Monday, July 4, 2016

Review of Instaread Summary of "Moonwalking with Einstein The Art and Science of Remembering Everything" by Joshua Foer

Review of

Instaread Summary of Moonwalking with Einstein The Art and Science of Remembering Everything by Joshua Foer 

Five out of five stars

 This book has a different twist in that the journalist covering an event becomes the topic as well as the main participant in the event. The story opens with Foer being a journalist covering the world memory championships. While interviewing the contestants, he is struck by how ordinary they are in their memory abilities outside of the competition.

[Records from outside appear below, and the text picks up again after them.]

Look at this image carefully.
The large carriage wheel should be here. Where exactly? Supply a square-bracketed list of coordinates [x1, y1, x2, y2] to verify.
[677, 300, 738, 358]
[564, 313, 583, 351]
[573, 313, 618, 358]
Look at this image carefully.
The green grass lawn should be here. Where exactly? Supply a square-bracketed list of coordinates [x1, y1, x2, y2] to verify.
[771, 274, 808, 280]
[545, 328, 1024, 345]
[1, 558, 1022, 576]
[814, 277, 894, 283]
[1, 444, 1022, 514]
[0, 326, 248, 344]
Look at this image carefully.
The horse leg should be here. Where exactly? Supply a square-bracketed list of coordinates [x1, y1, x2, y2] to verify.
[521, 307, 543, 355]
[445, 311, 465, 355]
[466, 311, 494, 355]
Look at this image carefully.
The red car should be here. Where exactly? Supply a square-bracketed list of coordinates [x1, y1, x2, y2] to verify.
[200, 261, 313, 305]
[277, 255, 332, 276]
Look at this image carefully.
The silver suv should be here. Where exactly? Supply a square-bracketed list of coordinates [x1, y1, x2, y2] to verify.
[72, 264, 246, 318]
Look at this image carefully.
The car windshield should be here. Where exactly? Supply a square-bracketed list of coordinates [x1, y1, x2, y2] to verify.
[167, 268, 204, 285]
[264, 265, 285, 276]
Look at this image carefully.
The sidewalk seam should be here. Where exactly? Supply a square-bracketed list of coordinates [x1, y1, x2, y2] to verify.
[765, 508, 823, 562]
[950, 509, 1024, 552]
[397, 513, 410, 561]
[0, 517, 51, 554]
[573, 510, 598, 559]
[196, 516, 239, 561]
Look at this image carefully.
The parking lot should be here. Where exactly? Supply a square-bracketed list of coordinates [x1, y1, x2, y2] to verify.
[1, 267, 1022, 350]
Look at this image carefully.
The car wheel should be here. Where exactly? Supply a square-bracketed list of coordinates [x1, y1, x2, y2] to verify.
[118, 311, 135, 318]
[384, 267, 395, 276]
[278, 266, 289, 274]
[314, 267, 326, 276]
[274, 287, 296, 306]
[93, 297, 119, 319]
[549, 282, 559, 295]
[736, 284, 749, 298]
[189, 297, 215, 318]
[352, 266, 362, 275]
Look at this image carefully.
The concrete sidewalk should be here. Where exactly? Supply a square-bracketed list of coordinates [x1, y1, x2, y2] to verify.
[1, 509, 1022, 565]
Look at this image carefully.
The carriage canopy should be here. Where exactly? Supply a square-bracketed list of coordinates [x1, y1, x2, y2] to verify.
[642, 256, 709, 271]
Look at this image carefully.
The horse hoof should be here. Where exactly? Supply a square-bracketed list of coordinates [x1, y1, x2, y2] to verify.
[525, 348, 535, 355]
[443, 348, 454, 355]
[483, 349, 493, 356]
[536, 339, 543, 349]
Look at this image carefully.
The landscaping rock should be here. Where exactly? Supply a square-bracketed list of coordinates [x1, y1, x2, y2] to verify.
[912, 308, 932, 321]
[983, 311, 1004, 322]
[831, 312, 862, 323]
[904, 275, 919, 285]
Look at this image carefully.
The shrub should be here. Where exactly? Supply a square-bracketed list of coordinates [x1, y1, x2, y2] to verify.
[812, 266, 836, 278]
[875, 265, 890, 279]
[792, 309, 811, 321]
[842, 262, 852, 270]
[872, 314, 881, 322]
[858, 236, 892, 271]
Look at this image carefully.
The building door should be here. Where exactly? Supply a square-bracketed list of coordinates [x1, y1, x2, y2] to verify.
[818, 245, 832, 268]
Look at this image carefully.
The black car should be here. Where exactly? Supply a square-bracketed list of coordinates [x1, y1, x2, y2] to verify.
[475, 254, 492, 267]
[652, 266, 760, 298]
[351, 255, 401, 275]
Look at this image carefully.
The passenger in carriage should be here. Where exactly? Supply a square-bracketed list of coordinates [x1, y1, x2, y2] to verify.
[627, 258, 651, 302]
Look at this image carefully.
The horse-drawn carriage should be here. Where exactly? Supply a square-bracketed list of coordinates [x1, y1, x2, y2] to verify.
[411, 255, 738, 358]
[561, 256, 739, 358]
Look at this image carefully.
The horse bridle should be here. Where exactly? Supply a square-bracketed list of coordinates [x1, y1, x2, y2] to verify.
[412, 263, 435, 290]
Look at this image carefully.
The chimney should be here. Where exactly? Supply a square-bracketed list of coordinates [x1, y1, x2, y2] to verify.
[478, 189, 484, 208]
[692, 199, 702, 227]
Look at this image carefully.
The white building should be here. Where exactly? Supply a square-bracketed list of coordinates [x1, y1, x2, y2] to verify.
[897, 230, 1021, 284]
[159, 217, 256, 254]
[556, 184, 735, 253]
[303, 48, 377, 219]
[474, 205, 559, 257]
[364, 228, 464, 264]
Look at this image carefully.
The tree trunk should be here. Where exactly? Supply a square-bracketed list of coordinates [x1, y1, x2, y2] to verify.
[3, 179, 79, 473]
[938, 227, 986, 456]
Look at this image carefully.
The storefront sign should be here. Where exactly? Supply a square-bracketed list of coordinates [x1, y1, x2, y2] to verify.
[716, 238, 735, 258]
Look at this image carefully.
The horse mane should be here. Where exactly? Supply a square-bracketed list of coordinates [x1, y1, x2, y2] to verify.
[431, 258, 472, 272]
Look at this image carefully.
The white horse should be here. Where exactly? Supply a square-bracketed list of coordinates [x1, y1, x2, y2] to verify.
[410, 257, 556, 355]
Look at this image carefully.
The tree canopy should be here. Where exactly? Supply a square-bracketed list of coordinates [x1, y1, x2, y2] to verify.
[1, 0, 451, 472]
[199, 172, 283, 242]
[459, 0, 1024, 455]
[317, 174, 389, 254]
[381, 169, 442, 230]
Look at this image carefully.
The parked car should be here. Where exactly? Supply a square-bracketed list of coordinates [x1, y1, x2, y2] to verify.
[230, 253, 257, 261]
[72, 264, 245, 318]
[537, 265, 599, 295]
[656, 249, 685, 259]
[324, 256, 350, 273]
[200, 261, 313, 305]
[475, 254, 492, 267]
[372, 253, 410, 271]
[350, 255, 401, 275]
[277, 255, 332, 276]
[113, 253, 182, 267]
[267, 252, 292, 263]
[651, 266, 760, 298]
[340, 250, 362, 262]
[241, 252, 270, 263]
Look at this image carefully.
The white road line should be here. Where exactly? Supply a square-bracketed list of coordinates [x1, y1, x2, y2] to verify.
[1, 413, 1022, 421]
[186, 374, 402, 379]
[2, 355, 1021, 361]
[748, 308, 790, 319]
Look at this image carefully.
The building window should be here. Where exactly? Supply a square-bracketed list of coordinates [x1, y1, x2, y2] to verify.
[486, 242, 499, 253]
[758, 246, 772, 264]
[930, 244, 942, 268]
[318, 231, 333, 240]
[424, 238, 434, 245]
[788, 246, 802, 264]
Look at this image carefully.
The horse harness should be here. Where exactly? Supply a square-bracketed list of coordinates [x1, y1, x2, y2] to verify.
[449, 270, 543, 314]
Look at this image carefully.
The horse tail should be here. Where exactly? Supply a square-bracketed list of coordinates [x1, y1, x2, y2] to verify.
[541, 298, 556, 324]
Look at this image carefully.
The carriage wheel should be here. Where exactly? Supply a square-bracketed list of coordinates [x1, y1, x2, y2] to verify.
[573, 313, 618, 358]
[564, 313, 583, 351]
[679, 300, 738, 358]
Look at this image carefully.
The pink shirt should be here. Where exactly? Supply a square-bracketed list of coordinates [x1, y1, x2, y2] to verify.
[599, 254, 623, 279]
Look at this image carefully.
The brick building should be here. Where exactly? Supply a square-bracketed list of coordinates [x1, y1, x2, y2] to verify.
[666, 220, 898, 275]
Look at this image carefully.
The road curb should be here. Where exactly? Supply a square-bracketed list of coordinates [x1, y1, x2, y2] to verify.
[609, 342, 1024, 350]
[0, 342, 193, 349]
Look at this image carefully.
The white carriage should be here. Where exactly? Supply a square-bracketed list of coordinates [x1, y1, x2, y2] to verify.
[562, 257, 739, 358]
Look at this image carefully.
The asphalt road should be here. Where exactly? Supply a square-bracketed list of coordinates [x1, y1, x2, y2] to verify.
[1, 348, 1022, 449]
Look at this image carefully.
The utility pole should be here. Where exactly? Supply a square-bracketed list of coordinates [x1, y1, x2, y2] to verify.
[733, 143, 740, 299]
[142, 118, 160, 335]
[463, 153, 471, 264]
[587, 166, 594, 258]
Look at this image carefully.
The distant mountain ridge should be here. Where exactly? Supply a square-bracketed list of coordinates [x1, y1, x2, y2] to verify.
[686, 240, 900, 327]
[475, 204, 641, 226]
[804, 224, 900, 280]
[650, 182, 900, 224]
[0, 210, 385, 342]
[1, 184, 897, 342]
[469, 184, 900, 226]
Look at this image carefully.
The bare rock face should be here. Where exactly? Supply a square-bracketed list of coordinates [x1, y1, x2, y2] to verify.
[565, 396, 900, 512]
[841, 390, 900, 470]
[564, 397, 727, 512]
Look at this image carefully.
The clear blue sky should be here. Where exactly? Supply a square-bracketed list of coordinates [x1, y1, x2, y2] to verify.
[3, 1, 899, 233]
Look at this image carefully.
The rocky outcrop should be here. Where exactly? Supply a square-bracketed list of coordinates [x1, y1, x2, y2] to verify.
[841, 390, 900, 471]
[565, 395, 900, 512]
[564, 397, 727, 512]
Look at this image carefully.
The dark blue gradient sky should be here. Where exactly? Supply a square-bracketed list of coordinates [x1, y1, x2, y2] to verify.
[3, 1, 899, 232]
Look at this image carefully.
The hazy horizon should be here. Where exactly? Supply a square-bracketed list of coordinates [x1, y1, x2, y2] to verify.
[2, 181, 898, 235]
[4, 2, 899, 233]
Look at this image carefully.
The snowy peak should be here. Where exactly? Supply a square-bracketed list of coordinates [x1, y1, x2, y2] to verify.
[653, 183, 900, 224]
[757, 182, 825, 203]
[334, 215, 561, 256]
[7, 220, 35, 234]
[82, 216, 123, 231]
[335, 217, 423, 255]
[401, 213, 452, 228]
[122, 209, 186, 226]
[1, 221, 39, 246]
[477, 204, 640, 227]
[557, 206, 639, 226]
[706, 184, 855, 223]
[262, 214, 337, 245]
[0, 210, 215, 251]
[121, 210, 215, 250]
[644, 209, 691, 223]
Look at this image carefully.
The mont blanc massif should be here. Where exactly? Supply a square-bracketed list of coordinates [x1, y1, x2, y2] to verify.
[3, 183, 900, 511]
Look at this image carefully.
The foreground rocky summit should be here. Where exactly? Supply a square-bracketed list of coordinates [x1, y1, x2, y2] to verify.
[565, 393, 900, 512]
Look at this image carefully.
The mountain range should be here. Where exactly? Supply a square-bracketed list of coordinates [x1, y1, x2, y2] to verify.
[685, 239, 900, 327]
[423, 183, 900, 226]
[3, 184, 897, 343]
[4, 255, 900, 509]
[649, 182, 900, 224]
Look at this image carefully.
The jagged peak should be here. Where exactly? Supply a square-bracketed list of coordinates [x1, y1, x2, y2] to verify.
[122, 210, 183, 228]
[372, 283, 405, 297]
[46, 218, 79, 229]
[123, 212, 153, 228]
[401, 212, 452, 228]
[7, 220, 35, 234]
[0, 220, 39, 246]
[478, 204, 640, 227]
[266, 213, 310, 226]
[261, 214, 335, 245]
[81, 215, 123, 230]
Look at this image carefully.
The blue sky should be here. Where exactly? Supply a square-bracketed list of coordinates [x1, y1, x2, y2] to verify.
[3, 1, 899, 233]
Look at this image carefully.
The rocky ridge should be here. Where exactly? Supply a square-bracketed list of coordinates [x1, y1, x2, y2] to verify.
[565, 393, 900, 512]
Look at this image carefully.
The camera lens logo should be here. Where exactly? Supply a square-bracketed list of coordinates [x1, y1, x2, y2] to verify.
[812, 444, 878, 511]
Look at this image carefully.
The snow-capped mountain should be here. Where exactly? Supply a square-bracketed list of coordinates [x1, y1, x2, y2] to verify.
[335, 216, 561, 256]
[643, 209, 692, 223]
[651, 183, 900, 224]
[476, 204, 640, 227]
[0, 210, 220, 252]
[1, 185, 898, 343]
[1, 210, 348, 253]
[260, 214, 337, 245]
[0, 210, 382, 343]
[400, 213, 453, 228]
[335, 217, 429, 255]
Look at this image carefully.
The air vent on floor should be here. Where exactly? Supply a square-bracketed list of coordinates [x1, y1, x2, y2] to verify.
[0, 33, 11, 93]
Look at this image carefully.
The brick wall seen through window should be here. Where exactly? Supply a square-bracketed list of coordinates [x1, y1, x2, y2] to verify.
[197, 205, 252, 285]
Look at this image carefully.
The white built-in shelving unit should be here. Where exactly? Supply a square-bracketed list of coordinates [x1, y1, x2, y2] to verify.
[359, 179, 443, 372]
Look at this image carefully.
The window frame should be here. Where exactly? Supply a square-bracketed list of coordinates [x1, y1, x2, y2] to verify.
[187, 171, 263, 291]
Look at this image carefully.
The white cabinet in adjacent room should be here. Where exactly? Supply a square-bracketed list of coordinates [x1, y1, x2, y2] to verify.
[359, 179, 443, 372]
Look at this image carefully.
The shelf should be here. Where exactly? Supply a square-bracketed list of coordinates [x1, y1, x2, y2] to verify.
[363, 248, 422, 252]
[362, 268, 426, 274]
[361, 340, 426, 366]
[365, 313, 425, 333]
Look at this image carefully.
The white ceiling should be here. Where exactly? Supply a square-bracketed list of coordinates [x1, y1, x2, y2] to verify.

After this revelation, Foer then goes into training and becomes the 2006 USA World Memory Champion.
 The main point of the book is that memorization capability of this magnitude is not innate, but is a learned condition. By applying proven techniques for memorizing, it is possible for nearly everyone to develop a prodigious memory. Rather amusingly, Foer describes incidents after his training where he experiences some serious brain cramps.
 A secondary point of the book is the role of memorization through history. Before the mass production of books and universal literacy, knowledge was passed on verbally, so people needed to remember things. Stories were told and retold in order for knowledge to be retained. There is mention of the collapse of the educational system in Europe in the Middle Ages, where literacy was almost non-existent. With the advent of the smartphone, people no longer remember phone numbers and addresses as well as other basic information.
 Another secondary point is that there is no conclusive evidence for a photographic memory, in fact there is evidence against it. There are instances of people that suffered a head injury that led to dramatic memory abilities, but not as a skill that a certain percentage of people have.
 This summary adequately covers the wide spectrum of topics secondary to the act of Foer winning a memory championship. Most of it is a repeat of the line of self-help claims of “improve your memory” that tout the dramatic improvements that are possible. Yet, there is enough auxiliary content to make the book interesting as an examination of how the role of memorization has changed in society over the years. It made me wonder if the widespread use of smartphones has led to a collapse of the “improve your memory” section of the self-help industry. 

This book was made available for free for review purposes.